The Ohio State win alone isn't reason enough to believe the problems are solved, but it was the desired response for the most part. North Carolina's lead swelled as high as 17 points, and a Buckeyes team that thrives on the run, taking 39.7 percent of its initial shot attempts in transition, managed just 16 fast-break points. Eight missed free throws in the final two minutes nearly derailed the whole thing for the Tar Heels, which allowed Williams to remain mildly irked in the aftermath. "There is not one phase that we can't get a lot better at," he said, "which is good."
This is true, because even if North Carolina solves its own problems, there are problems named Duke, Virginia and Louisville that loom large. And Williams can point to more tangible improvements to make. Paige's efficiency has dipped in a season in which he was expected to be an All-America performer; he averaged 1.01 points per possession last year and is at 0.87 this year. Johnson has been surprisingly ineffective with his back to the basket, averaging just .54 points per possession on 39 post-ups and shooting 10 of 32 in that scenario, per Synergy Sports data.
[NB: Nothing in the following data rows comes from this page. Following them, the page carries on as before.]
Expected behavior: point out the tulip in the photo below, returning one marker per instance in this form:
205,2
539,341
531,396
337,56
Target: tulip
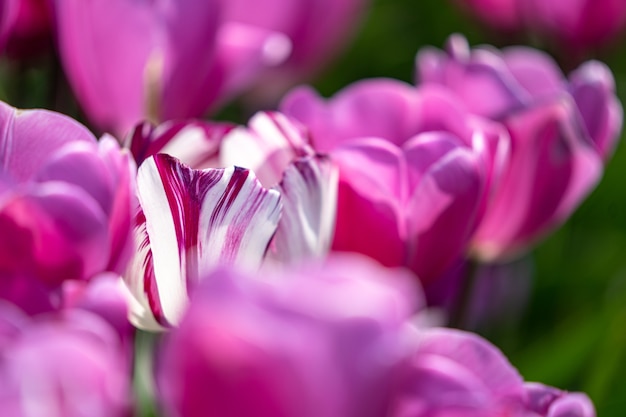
31,30
573,27
457,374
66,203
288,344
561,131
128,61
8,14
415,170
318,30
61,366
216,215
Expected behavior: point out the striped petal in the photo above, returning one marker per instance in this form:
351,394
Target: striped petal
189,222
309,192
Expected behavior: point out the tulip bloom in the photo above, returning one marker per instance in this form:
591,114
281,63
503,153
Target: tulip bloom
415,170
66,202
458,374
288,344
561,131
317,31
128,61
217,215
68,365
574,26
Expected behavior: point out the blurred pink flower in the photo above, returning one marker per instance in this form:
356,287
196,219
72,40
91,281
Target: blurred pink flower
128,61
415,169
318,30
575,26
561,132
66,203
30,30
200,218
458,374
319,341
66,365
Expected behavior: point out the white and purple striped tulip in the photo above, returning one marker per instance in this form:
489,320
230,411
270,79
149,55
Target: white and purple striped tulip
66,201
191,221
277,149
562,130
415,169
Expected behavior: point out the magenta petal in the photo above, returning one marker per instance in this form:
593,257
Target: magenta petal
307,224
454,373
190,222
57,232
443,212
553,167
151,65
29,137
593,89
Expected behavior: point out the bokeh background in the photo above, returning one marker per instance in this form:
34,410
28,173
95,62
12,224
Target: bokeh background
572,331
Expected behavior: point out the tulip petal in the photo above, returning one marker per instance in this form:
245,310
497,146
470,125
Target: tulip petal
269,144
309,192
190,221
27,138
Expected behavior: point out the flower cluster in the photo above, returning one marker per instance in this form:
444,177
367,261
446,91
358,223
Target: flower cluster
304,263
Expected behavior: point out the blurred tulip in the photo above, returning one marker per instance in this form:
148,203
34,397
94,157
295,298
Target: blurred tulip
288,344
561,131
575,27
128,61
31,31
458,374
318,30
66,202
61,366
415,169
272,146
8,14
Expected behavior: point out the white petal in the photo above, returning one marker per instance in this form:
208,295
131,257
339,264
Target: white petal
309,192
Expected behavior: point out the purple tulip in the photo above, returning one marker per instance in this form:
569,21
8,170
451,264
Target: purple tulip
415,169
128,61
65,365
573,26
317,30
458,374
66,203
30,31
319,341
561,131
202,218
8,15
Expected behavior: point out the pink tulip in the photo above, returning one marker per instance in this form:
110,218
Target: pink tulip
458,374
61,366
8,15
415,170
561,131
66,202
289,344
193,219
573,26
318,30
31,30
128,61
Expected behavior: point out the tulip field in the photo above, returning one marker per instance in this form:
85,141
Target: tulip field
312,208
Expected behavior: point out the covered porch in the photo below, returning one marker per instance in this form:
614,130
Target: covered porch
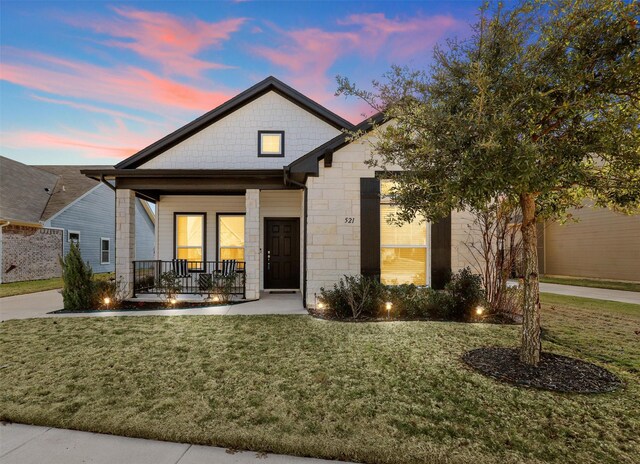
241,229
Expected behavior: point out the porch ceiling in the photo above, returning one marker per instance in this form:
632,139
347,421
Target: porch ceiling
151,183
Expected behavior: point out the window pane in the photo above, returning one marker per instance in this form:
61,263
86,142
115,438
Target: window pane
232,253
271,144
231,231
191,254
189,231
414,233
403,266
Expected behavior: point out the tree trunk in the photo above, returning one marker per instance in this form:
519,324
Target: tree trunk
531,344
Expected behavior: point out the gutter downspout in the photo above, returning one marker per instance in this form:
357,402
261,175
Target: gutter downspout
2,226
304,238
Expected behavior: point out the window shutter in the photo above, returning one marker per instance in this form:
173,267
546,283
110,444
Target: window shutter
441,252
370,227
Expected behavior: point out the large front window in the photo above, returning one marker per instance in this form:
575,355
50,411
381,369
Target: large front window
190,235
231,236
403,248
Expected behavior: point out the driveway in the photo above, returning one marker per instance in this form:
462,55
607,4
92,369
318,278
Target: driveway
589,292
28,444
42,303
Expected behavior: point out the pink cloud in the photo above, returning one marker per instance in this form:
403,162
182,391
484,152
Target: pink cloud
113,142
125,86
307,55
171,41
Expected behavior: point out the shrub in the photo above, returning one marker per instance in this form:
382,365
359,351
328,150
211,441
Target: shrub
354,297
464,292
78,291
112,289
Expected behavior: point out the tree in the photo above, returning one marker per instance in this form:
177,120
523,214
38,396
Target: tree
77,276
539,106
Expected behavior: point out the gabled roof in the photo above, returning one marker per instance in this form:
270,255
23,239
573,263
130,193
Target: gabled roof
267,85
22,191
72,184
33,194
308,164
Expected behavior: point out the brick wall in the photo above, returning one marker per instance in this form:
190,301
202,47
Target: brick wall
30,253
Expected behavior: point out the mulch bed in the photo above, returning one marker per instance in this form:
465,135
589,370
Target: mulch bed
554,372
148,306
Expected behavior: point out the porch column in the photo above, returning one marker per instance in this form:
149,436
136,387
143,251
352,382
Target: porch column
252,243
125,238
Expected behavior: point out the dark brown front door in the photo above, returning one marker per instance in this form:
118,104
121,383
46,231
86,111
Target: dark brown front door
282,253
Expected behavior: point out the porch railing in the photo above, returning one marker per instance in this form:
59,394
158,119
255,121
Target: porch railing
192,277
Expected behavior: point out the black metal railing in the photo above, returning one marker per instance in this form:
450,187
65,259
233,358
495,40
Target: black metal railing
156,277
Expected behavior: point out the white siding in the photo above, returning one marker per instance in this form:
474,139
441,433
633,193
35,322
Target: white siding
232,142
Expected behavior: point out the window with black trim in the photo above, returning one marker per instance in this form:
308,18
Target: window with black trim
73,236
403,248
231,237
271,144
190,238
105,250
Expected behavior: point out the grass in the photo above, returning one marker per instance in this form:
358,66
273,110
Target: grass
594,283
33,286
371,392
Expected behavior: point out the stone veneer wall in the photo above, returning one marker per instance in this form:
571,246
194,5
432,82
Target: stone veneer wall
333,243
34,252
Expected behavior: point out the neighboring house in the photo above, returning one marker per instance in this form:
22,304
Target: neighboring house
602,244
269,182
44,208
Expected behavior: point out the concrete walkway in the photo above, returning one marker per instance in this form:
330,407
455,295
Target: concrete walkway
40,304
589,292
27,444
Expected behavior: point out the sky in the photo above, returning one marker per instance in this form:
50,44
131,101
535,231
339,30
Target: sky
90,82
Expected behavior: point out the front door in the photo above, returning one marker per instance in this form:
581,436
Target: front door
282,253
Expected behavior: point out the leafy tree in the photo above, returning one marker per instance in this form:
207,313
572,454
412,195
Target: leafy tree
539,106
78,291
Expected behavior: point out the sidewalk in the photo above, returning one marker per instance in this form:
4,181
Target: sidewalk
28,444
589,292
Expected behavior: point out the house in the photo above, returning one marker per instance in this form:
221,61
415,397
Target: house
598,243
269,187
45,208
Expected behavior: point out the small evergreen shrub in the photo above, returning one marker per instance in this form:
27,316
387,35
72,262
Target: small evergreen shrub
78,291
464,293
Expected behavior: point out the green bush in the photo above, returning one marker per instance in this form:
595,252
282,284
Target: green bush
354,297
463,293
78,291
359,297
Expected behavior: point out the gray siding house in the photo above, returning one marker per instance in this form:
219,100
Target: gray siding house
45,208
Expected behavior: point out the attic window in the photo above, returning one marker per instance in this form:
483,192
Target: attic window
271,144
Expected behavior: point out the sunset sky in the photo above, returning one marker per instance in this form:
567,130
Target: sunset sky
94,82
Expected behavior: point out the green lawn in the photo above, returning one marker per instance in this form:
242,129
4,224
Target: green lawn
373,392
595,283
32,286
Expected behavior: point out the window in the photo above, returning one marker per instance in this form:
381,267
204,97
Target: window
105,250
403,249
271,143
190,237
231,237
73,236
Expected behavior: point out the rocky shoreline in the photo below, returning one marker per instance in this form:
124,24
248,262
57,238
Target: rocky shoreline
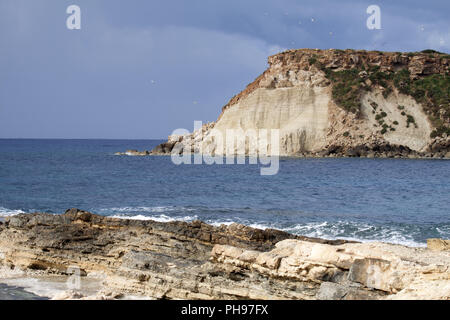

Still, Williams drawing out some toughness makes sense as a priority. If it is just part of the solution, it is also a quality that can help compensate for shortfalls in the other areas. There is a fairly wide chasm between where the Tar Heels are and where the ACC's elite teams appear to be, but North Carolina seems to have enough material to remain interesting this winter, to be something more than a mercurial afterthought, so long as it applies itself.
This, of course, is why Mean Roy exists. Last weekend's effort was a nice step. But the Tar Heels expect they're in for more anger management.
"He's going to be there," Johnson said. "So we just have to be ready for it."